Both formal/technical rules and cultural prescriptions concerning access to sport can be documented starting with the early stages of Greek sport. Infractions of the former could at times lead to interpersonal or even interstate conflicts—witness, for instance, the conflict between Athens and the Olympic authorities in 332 BCE over the punishment of the Athenian pentathlete Kallipos and the ensuing boycott of the games by Athens (Pausanias 5.21.5; Weiler 1991). Here is a case where individual conflict with the authorities over sport expands into a broader level of conflict at the interstate level. Interpersonal disputes and conflicts between individual athletes are also attested; for example, curse tablets (mostly written on thin sheets of lead and deposited underground in wells, graves, etc.) contain vitriolic verbal attacks on athletic opponents and invoke supernatural forces in order to harm them, a practice that suggests a very acrimonious relationship between many athletes (Jordan 1985: 213–22; Tomlin 2007).3

However, the greatest conflicts and disputes about sport in antiquity revolved around the civic and educational value of sport. These debates and conflicts took place on several levels, e.g. by intellectuals, civic authorities, and the engaged citizenry, in literature, institutional contexts, and interpersonal interactions. The echo of these conflicts can be detected in, among other things, the statutory or social regulation of sport as practiced by wealthy elite males, non-elite males, women, children, the elderly, and people of subaltern legal statuses. What sport, and especially athletic victory, meant in all these contexts and for all these groups was, for the Greeks, an evolving field of bodily performance, contestation, and negotiation.
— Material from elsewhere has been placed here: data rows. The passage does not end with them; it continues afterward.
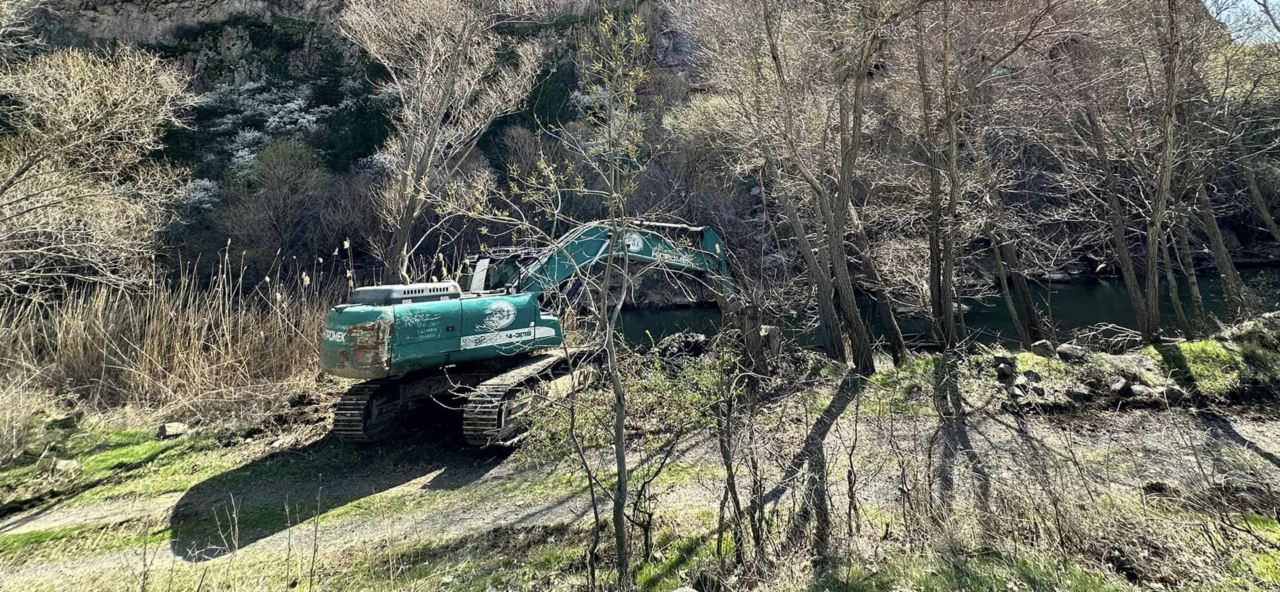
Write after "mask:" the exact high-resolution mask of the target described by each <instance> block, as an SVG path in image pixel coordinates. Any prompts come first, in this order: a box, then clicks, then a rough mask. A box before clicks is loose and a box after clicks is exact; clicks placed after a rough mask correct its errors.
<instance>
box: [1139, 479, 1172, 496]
mask: <svg viewBox="0 0 1280 592" xmlns="http://www.w3.org/2000/svg"><path fill="white" fill-rule="evenodd" d="M1142 492H1143V493H1144V495H1148V496H1152V497H1178V496H1179V491H1178V488H1176V487H1174V486H1171V484H1169V483H1165V482H1162V481H1153V482H1151V483H1146V484H1143V486H1142Z"/></svg>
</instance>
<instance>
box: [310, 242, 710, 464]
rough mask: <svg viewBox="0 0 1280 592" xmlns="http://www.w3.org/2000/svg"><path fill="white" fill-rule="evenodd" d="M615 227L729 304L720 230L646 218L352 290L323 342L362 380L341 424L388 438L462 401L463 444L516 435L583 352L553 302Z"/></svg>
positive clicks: (639, 267) (323, 360)
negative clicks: (428, 273)
mask: <svg viewBox="0 0 1280 592" xmlns="http://www.w3.org/2000/svg"><path fill="white" fill-rule="evenodd" d="M613 236H618V237H620V238H621V241H622V243H621V245H617V247H616V249H613V250H612V251H613V254H614V256H618V258H626V259H627V260H628V261H634V263H636V264H639V265H635V268H637V269H639V268H643V267H648V265H660V267H662V269H664V270H671V272H676V273H681V274H694V275H695V277H699V279H700V281H703V282H705V284H707V286H709V287H710V288H712V290H713V291H714V293H716V296H717V301H721V302H722V301H724V300H726V299H728V297H731V296H732V293H733V290H735V287H733V281H732V278H731V275H730V268H728V259H727V256H726V252H724V245H723V243H722V241H721V237H719V234H717V233H716V231H713V229H710V228H705V227H689V226H680V224H659V223H652V222H639V220H627V222H625V223H622V224H611V223H604V222H598V223H589V224H584V226H580V227H576V228H573V229H572V231H570V232H568V233H566V234H563V236H562V237H561V238H559V240H558V241H557V242H556V243H554V245H552V246H548V247H543V249H511V247H508V249H502V250H495V251H493V252H489V254H485V255H475V256H471V258H468V260H467V265H466V270H465V273H463V274H462V275H460V277H458V278H457V279H456V281H447V282H431V283H413V284H394V286H372V287H362V288H356V290H355V291H352V293H351V296H349V299H348V301H347V302H346V304H340V305H338V306H334V308H333V310H330V311H329V315H328V319H326V320H325V328H324V338H323V342H321V356H320V361H321V366H323V368H324V370H325V372H328V373H329V374H334V375H338V377H343V378H355V379H360V381H362V382H360V383H357V384H356V386H353V387H351V388H349V390H348V391H347V392H346V393H344V395H343V396H342V399H340V400H339V401H338V405H337V407H335V411H334V422H333V433H334V434H335V436H337V437H339V438H343V440H349V441H358V442H371V441H378V440H383V438H385V437H388V436H390V434H393V433H394V432H396V431H397V429H398V428H401V427H402V425H403V423H404V418H408V416H411V415H410V414H408V411H411V410H415V409H420V407H422V406H424V405H429V404H439V405H443V406H445V407H452V409H461V410H462V433H463V436H465V438H466V441H467V443H470V445H474V446H490V445H509V443H513V442H515V441H516V440H518V436H520V434H521V432H522V425H521V422H520V414H521V411H522V410H524V409H525V407H526V406H527V402H529V400H530V399H531V396H532V395H534V393H535V392H538V390H539V388H544V390H545V388H547V384H548V383H552V382H554V381H557V379H564V378H568V374H570V372H571V368H572V365H573V364H571V361H572V360H573V358H575V356H576V355H581V354H582V352H581V351H579V350H571V349H567V347H564V331H563V327H562V325H561V319H559V317H558V315H557V309H561V308H563V305H562V302H564V301H567V299H571V297H572V296H573V293H575V292H577V291H580V290H581V287H582V284H584V278H585V277H586V274H588V273H589V272H590V269H591V267H593V265H594V264H595V263H596V261H600V260H602V259H605V258H608V256H609V252H611V249H609V246H611V242H612V241H611V237H613Z"/></svg>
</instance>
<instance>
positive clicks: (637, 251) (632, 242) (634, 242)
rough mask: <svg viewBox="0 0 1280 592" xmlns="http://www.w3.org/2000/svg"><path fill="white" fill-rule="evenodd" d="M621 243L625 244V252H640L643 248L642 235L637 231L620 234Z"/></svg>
mask: <svg viewBox="0 0 1280 592" xmlns="http://www.w3.org/2000/svg"><path fill="white" fill-rule="evenodd" d="M622 243H623V245H626V247H627V252H640V250H641V249H644V237H643V236H640V233H639V232H627V233H626V234H622Z"/></svg>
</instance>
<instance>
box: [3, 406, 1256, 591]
mask: <svg viewBox="0 0 1280 592" xmlns="http://www.w3.org/2000/svg"><path fill="white" fill-rule="evenodd" d="M854 432H855V431H854V424H852V423H851V420H850V419H849V416H845V418H842V420H841V422H838V423H837V425H836V427H835V428H833V429H832V432H831V434H829V436H828V438H827V447H828V457H829V459H832V466H831V470H832V472H833V473H836V474H841V473H842V472H844V470H842V469H841V468H840V465H841V463H842V460H841V459H845V457H851V456H847V448H846V445H847V443H850V442H851V441H852V440H851V436H852V434H854ZM858 432H859V434H860V436H859V440H858V448H856V450H858V459H859V460H858V463H859V472H860V474H861V475H863V481H861V482H860V484H859V487H858V495H859V496H860V497H861V501H863V502H864V504H887V505H892V504H896V502H897V500H899V498H900V487H901V483H900V482H899V475H897V474H896V473H895V469H893V466H897V465H899V464H897V463H899V459H901V457H904V456H906V457H910V459H911V461H913V463H914V464H915V466H920V468H922V469H920V475H923V477H922V478H923V479H925V481H928V479H933V482H934V484H936V486H937V484H938V483H941V484H940V486H938V487H943V488H951V489H950V491H945V492H943V497H945V498H947V500H950V501H948V502H950V504H964V501H965V496H970V497H973V496H978V495H983V492H982V491H978V489H982V488H987V489H988V491H987V492H986V495H991V489H995V491H996V492H997V497H998V495H1000V492H1001V491H1007V492H1012V493H1018V492H1020V491H1034V489H1037V488H1041V489H1046V491H1048V489H1055V491H1061V489H1062V488H1064V487H1065V486H1066V484H1074V483H1084V484H1085V486H1087V487H1093V488H1094V489H1093V491H1094V492H1096V491H1101V489H1105V488H1123V489H1128V491H1140V489H1142V488H1144V487H1149V486H1151V484H1152V483H1165V484H1167V486H1169V487H1170V488H1171V489H1176V491H1183V492H1188V495H1190V493H1194V492H1196V491H1197V488H1203V487H1204V486H1206V483H1213V479H1220V478H1221V477H1222V475H1229V474H1243V473H1242V472H1244V470H1245V469H1247V470H1253V472H1254V473H1253V474H1256V475H1257V478H1260V479H1263V481H1266V479H1271V482H1272V483H1280V419H1277V418H1276V416H1275V414H1256V413H1254V414H1249V413H1192V411H1187V410H1169V411H1125V413H1089V414H1082V415H1071V416H1044V418H1039V416H1032V418H1016V416H1011V415H1007V414H989V413H972V414H968V415H965V416H963V418H955V416H951V418H943V416H931V415H922V416H878V418H863V419H861V420H860V422H859V424H858ZM799 436H800V434H782V436H780V437H790V438H797V437H799ZM795 445H796V442H778V443H777V450H799V448H797V447H796V446H795ZM676 463H678V464H684V465H685V466H691V468H700V469H698V470H692V472H689V473H691V474H692V475H694V477H686V478H681V479H680V481H677V482H673V483H672V484H669V486H668V487H667V488H666V493H664V497H663V504H664V507H676V506H678V507H684V509H685V510H687V511H690V513H696V511H703V513H705V511H714V510H716V507H717V505H718V501H719V491H718V489H716V486H714V484H716V483H717V481H716V478H714V475H709V473H708V472H709V470H713V468H714V466H716V464H717V461H716V451H714V447H713V446H712V445H710V443H708V442H691V443H689V445H686V446H685V447H684V450H682V451H681V454H680V456H678V459H677V460H676ZM568 466H570V463H566V464H564V465H563V466H559V468H541V469H529V468H521V466H518V465H517V463H516V461H515V460H513V459H511V457H508V456H507V455H502V454H493V452H484V451H472V450H465V448H460V447H452V448H451V447H442V446H439V445H429V443H428V445H424V443H417V442H412V441H407V442H401V443H393V445H389V446H383V447H378V448H358V447H352V446H349V445H340V443H335V442H332V441H329V440H320V441H317V442H312V443H308V445H305V446H301V447H294V448H291V450H285V451H278V452H273V454H268V455H265V456H261V457H259V459H257V460H253V461H251V463H248V464H244V465H243V466H239V468H236V469H233V470H229V472H224V473H220V474H216V475H214V477H211V478H207V479H205V481H202V482H200V483H198V484H196V486H195V487H192V488H189V489H187V491H184V492H180V493H168V495H161V496H155V497H147V498H136V500H108V501H95V502H76V500H69V501H67V502H64V504H59V505H54V506H50V507H46V509H41V510H36V511H32V513H27V514H22V515H17V516H12V518H8V519H6V520H4V522H3V523H0V534H19V533H41V532H49V530H54V529H65V528H74V527H95V528H97V527H101V528H104V529H108V530H110V529H113V528H115V529H118V530H122V532H132V533H134V534H137V533H145V532H155V530H164V537H160V541H161V542H157V543H152V545H120V543H119V541H114V542H111V541H110V538H109V537H106V538H104V541H106V542H108V545H104V546H90V547H91V548H82V550H78V551H77V552H70V554H68V552H59V554H58V555H55V556H41V555H38V554H37V555H33V556H32V557H23V556H19V557H10V559H9V560H8V561H6V563H8V564H9V565H3V566H0V568H3V569H0V588H3V589H18V588H22V587H23V586H26V584H35V583H42V584H45V586H47V584H49V583H50V582H60V580H77V582H84V580H90V582H92V579H93V578H97V577H101V578H111V577H118V574H122V573H136V571H141V570H142V569H143V568H142V565H143V564H146V565H152V566H157V568H156V569H168V566H170V565H183V566H219V565H224V564H228V563H230V561H239V563H253V561H259V563H270V561H278V560H279V559H278V557H282V556H285V555H291V554H296V552H298V550H300V548H319V550H323V554H324V555H325V556H326V557H338V559H340V557H342V556H344V554H347V555H351V554H355V552H357V551H358V550H366V548H371V547H375V546H379V545H394V543H398V542H448V541H453V539H460V538H463V537H474V536H484V534H486V533H492V532H494V530H497V529H500V528H503V527H516V528H534V527H553V525H566V524H579V523H581V522H582V520H586V519H589V513H590V500H589V493H588V491H586V489H585V488H584V486H582V481H581V479H580V478H575V477H571V475H570V473H572V472H571V470H570V469H568ZM776 469H777V472H776V473H777V474H782V473H785V466H783V463H781V461H778V463H777V466H776ZM1073 487H1074V486H1073ZM1091 495H1092V493H1091ZM835 504H837V506H838V505H840V504H844V501H841V500H835ZM664 511H668V510H664ZM316 516H319V518H317V519H315V520H311V519H312V518H316ZM308 520H310V522H308ZM113 525H114V527H113ZM124 538H128V537H124ZM113 545H114V548H113ZM143 550H146V551H145V552H143ZM111 574H116V575H111Z"/></svg>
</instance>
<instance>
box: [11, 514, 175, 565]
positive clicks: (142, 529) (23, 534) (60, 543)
mask: <svg viewBox="0 0 1280 592" xmlns="http://www.w3.org/2000/svg"><path fill="white" fill-rule="evenodd" d="M165 541H169V529H168V528H166V527H163V528H152V527H148V525H146V524H141V523H123V524H78V525H74V527H63V528H50V529H45V530H33V532H24V533H15V534H0V557H15V559H17V557H19V556H20V559H22V560H23V561H24V563H29V561H32V560H40V557H58V559H67V557H72V556H84V555H100V554H105V552H110V551H119V550H123V548H137V547H141V546H143V545H155V543H160V542H165Z"/></svg>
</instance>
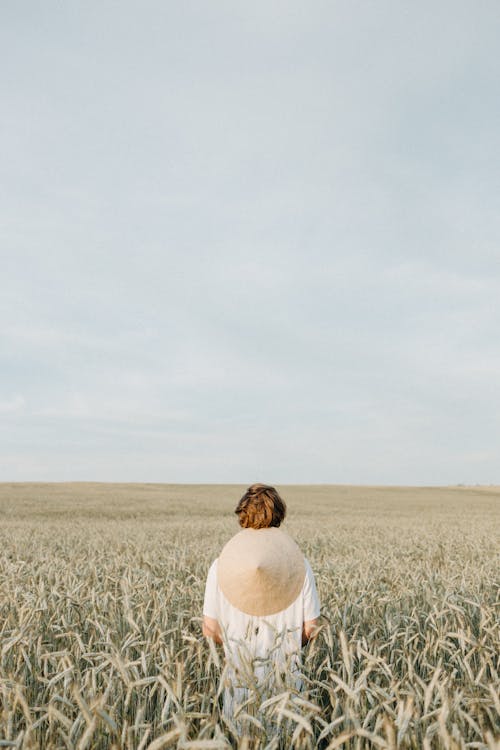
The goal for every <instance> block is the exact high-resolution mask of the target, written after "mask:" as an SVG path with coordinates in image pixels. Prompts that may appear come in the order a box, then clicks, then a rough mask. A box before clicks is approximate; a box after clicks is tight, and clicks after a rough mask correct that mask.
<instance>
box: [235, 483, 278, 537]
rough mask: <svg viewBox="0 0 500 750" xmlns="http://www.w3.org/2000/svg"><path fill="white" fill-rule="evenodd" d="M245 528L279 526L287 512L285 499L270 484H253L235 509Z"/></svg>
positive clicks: (241, 498)
mask: <svg viewBox="0 0 500 750" xmlns="http://www.w3.org/2000/svg"><path fill="white" fill-rule="evenodd" d="M234 512H235V513H236V514H237V515H238V517H239V522H240V526H243V528H244V529H267V528H269V526H279V525H280V523H281V522H282V521H283V519H284V517H285V514H286V505H285V502H284V500H282V499H281V497H280V496H279V495H278V493H277V491H276V490H275V489H274V487H271V486H270V485H269V484H252V485H251V486H250V487H249V488H248V490H247V491H246V492H245V494H244V495H243V497H242V498H241V500H240V502H239V503H238V505H237V506H236V510H235V511H234Z"/></svg>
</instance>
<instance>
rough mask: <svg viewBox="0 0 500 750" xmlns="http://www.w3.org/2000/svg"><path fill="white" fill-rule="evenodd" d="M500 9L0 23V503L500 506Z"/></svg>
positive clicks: (317, 7)
mask: <svg viewBox="0 0 500 750" xmlns="http://www.w3.org/2000/svg"><path fill="white" fill-rule="evenodd" d="M499 38H500V4H499V3H498V0H492V1H491V2H488V1H487V0H484V1H483V0H481V2H472V1H471V2H460V1H459V0H458V1H457V0H450V2H443V1H440V0H437V1H436V0H432V2H421V1H419V2H399V1H396V0H393V1H392V2H386V1H385V2H384V1H383V0H380V1H378V2H368V0H367V1H366V2H353V0H343V1H340V2H336V1H334V0H330V1H329V2H315V1H314V0H313V1H312V2H311V1H308V2H300V3H299V2H294V1H293V0H289V1H287V2H272V1H271V2H269V0H267V1H266V2H260V1H259V2H255V1H252V2H242V1H240V0H236V1H235V0H231V1H228V2H221V1H217V0H214V1H213V2H191V1H189V0H187V1H186V0H182V1H181V0H176V1H175V2H173V1H170V2H168V1H158V2H147V1H146V2H144V0H140V1H139V0H136V1H135V2H130V1H129V0H120V1H119V2H118V1H117V2H110V1H109V0H107V1H106V0H105V1H104V2H102V0H99V1H97V0H90V1H89V0H85V1H83V0H81V1H80V2H76V1H74V2H69V1H68V2H59V1H57V2H56V0H47V1H46V2H43V3H41V2H38V0H33V1H32V2H23V1H22V0H4V1H3V2H2V3H1V5H0V50H1V51H0V55H1V58H2V60H1V65H0V81H1V83H0V86H1V88H0V94H1V111H2V112H1V121H0V149H1V167H0V183H1V188H0V189H1V193H0V243H1V244H0V248H1V266H0V284H1V294H0V368H1V371H0V378H1V379H0V480H4V481H11V480H30V481H32V480H110V481H146V482H147V481H151V482H163V481H165V482H214V481H220V482H242V483H250V482H253V481H264V482H269V483H276V484H280V483H281V484H283V483H288V482H290V483H292V482H320V483H323V482H333V483H358V484H368V483H378V484H455V483H483V484H488V483H497V484H498V483H500V344H499V341H500V307H499V300H500V246H499V235H500V232H499V230H500V218H499V196H500V185H499V174H500V159H499V154H500V149H499V146H500V117H499V115H500V97H499V80H500V54H499V52H498V40H499Z"/></svg>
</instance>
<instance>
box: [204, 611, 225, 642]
mask: <svg viewBox="0 0 500 750" xmlns="http://www.w3.org/2000/svg"><path fill="white" fill-rule="evenodd" d="M201 630H202V633H203V635H204V636H206V637H207V638H213V640H214V641H215V642H216V643H222V633H221V629H220V625H219V623H218V622H217V620H214V618H213V617H208V616H207V615H203V624H202V626H201Z"/></svg>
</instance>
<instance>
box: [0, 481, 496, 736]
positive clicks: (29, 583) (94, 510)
mask: <svg viewBox="0 0 500 750" xmlns="http://www.w3.org/2000/svg"><path fill="white" fill-rule="evenodd" d="M278 489H279V491H280V493H281V494H282V496H283V497H284V499H285V500H286V502H287V504H288V510H289V513H288V516H287V519H286V522H285V524H284V529H285V530H286V531H288V533H289V534H291V535H292V536H293V537H294V538H295V539H296V541H297V542H298V543H299V545H300V546H301V548H302V550H303V551H304V553H305V554H306V555H307V557H308V559H309V561H310V563H311V565H312V568H313V571H314V574H315V576H316V581H317V585H318V591H319V596H320V600H321V608H322V610H321V611H322V616H321V630H320V632H319V634H318V636H317V637H316V639H315V640H314V641H312V642H311V643H310V644H309V645H308V646H307V647H305V649H304V651H303V683H304V686H303V689H302V690H301V691H297V690H296V689H295V688H291V687H290V686H289V685H287V684H285V683H283V685H282V689H281V690H277V691H276V692H275V694H273V695H265V694H263V693H262V691H261V688H260V687H259V685H256V684H253V683H250V684H249V698H248V701H247V702H246V704H245V705H243V706H242V707H241V710H240V711H239V714H238V715H237V716H236V715H235V716H233V717H226V716H224V714H223V712H222V708H221V690H222V686H223V684H224V676H225V672H224V658H223V653H222V651H221V650H220V648H219V647H216V646H214V645H213V644H212V643H209V642H207V640H206V639H204V638H203V637H202V635H201V614H202V602H203V593H204V586H205V578H206V574H207V571H208V567H209V565H210V563H211V562H212V560H213V559H215V558H216V557H217V555H218V553H219V551H220V549H221V547H222V546H223V545H224V543H225V542H226V541H227V540H228V539H229V538H230V537H231V536H232V535H233V534H234V533H236V531H237V530H238V527H237V523H236V517H235V516H234V514H233V510H234V507H235V505H236V503H237V501H238V500H239V498H240V497H241V495H242V494H243V491H244V490H245V487H244V486H236V485H220V486H215V485H160V484H142V485H132V484H108V485H106V484H91V483H75V484H1V485H0V747H14V748H25V749H28V748H44V749H47V750H52V749H55V748H61V749H62V748H75V749H78V750H85V748H88V749H91V748H97V749H101V748H117V749H118V748H125V749H130V750H132V749H133V750H143V749H144V750H145V749H146V748H149V750H159V749H160V748H185V749H186V750H187V749H188V748H192V749H193V750H194V749H195V748H200V750H201V749H202V748H207V749H208V748H212V749H214V750H215V749H218V748H220V749H221V750H222V749H223V748H231V747H240V748H248V749H250V748H260V749H261V750H264V748H268V749H269V750H271V749H272V748H316V747H318V748H330V749H331V750H333V748H356V749H361V748H387V750H396V748H423V749H424V750H430V749H432V748H445V749H446V750H455V749H458V748H460V749H462V748H488V750H493V748H499V747H500V699H499V692H500V681H499V674H498V673H499V650H500V649H499V645H500V638H499V633H500V629H499V617H498V603H499V597H498V592H499V587H498V583H499V576H498V572H499V570H500V565H499V563H500V559H499V547H498V520H499V510H500V503H499V501H500V489H499V488H495V487H473V488H470V487H444V488H405V487H389V488H387V487H386V488H384V487H348V486H326V485H322V486H320V485H314V486H308V487H306V486H279V487H278Z"/></svg>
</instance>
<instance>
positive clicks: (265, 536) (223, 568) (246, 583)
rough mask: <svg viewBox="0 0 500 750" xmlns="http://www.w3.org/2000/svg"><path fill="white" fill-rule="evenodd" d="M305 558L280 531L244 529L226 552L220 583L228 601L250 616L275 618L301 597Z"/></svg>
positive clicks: (219, 564) (224, 550) (280, 531)
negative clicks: (249, 615) (282, 610)
mask: <svg viewBox="0 0 500 750" xmlns="http://www.w3.org/2000/svg"><path fill="white" fill-rule="evenodd" d="M305 573H306V571H305V563H304V555H303V554H302V552H301V551H300V549H299V548H298V546H297V544H296V543H295V542H294V541H293V539H292V538H291V537H289V536H288V534H285V532H284V531H281V529H278V528H275V527H272V528H268V529H243V531H240V532H239V533H238V534H236V536H233V538H232V539H230V540H229V542H228V543H227V544H226V546H225V547H224V548H223V550H222V552H221V554H220V556H219V562H218V564H217V580H218V583H219V587H220V589H221V591H222V593H223V594H224V596H225V597H226V599H227V600H228V601H229V602H230V603H231V604H232V605H233V607H236V608H237V609H239V610H241V611H242V612H245V613H246V614H248V615H258V616H263V615H272V614H275V613H276V612H281V610H283V609H286V608H287V607H289V606H290V604H292V603H293V602H294V601H295V599H296V598H297V597H298V595H299V594H300V592H301V590H302V586H303V585H304V579H305Z"/></svg>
Donald Kyle aptly described participation in Greek competitive sport as being governed by the “oily trinity”: free, Greek, and male (Kyle 2015: 114). (Greek males habitually stripped down and put olive oil on their skin prior to working out or competing—hence Kyle’s “oily” (Kennell 2001 and Chapter 3 in this volume).) Those who did not conform to these fundamental underpinnings of Greek hegemonic masculinity had very limited opportunities to practice sport, especially during the Archaic and Classical periods.